If our mother was always there, larger than life, Daddy seemed to exist on the periphery. He was the guy who stopped home to grab a bite to eat or a few hours of sleep between jobs--which he worked two, sometimes three, at a time. He cut the lawn, fixed the heater, drove the station wagon on family trips, carried us to our beds when we fell asleep in the back seat.
He was 60 when my mother died, leaving him alone to raise three teenage daughters and a 9-year-old son. I was the oldest and he leaned on me, and I resented him mightily . . . for not being stronger or smarter or more resilient. For not dying instead of Mommy.
It wasn't until my own husband died that I understood how frightened my father must have been--a man who had never done a load of wash, helped a child with a math work sheet, cooked anything more ambitious than scrambled eggs.
But he learned, and he grew close to his children. He began to listen instead of lecture; to pitch in, rather than direct from the sidelines. He realized how important just showing up could be. But by then I'd grown tired of my de facto parental responsibilities; had married and moved across the country, away from the shadow of my family.
Still, I remained preoccupied by all he hadn't been to me. For years, we feinted and dodged, uncertain of our status with each other. He loved the others more than me, I figured. She has no respect for me, he feared. A wall went up that we neither acknowledged nor felt compelled to climb. We loved each other across a chasm that neither of us knew how to bridge.
Today I look back with pain and shame. How could I have been so hard-hearted, have judged and found wanting such a hard-working, kind and decent man?
Now the absence of a father in my children's lives makes me realize how valuable he was--imperfections and all--in mine. I may have my mother's temperament, but I have my father to thank for much of what I am most proud: My calmness amid calamity, my confidence in my own abilities, my willingness to face failure head-on.
Even from the fringes, my father helped to fashion me.
My father never noticed the jacarandas.
He visited once, in the spring; brought his golf clubs and his swim trunks, as I instructed, and listened dutifully as I outlined our itinerary: We'd visit the beach, the mountains, the public links.

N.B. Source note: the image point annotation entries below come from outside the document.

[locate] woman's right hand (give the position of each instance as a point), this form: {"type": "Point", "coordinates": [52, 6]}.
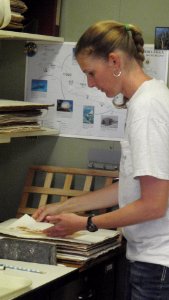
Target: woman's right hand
{"type": "Point", "coordinates": [48, 210]}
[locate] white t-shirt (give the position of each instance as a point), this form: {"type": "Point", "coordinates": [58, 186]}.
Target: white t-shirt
{"type": "Point", "coordinates": [145, 151]}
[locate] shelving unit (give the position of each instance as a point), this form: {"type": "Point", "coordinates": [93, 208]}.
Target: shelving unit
{"type": "Point", "coordinates": [6, 138]}
{"type": "Point", "coordinates": [46, 19]}
{"type": "Point", "coordinates": [7, 35]}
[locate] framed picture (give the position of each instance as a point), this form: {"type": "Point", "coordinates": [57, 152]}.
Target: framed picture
{"type": "Point", "coordinates": [162, 38]}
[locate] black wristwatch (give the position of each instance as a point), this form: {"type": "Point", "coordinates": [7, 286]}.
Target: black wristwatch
{"type": "Point", "coordinates": [90, 226]}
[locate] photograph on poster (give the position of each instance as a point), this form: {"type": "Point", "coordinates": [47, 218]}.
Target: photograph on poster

I'd take him to a baseball game, along a route through Elysian Park, lined with a canopy of purple jacaranda trees.
But my father had other plans. The swim trunks never saw water, the golf clubs never left the trunk of the car. He never saw a Dodger game. He spent every day of his vacation visiting an old friend who'd moved here from Ohio years before. Day after day, he sat in the grimy body shop his buddy owned, and the two swapped stories from their youth and talked of all they could have had, might have been, should have done.
At night, he tried to interest me in his doings, but I listened halfheartedly. He had disappointed me again. While I wanted to share the jacarandas, and the dreams for my future their blossoms held, he wanted to share the memories he'd traveled 3,000 miles to resurrect. As usual, neither of us really heard the other.
And each year as jacaranda blossoms fade and flutter to the ground and dissolve in a sticky mass at my feet, I think of all the chances we lost, of our missed opportunities.
I've forgiven him for all he never was. Now, I must learn to forgive me.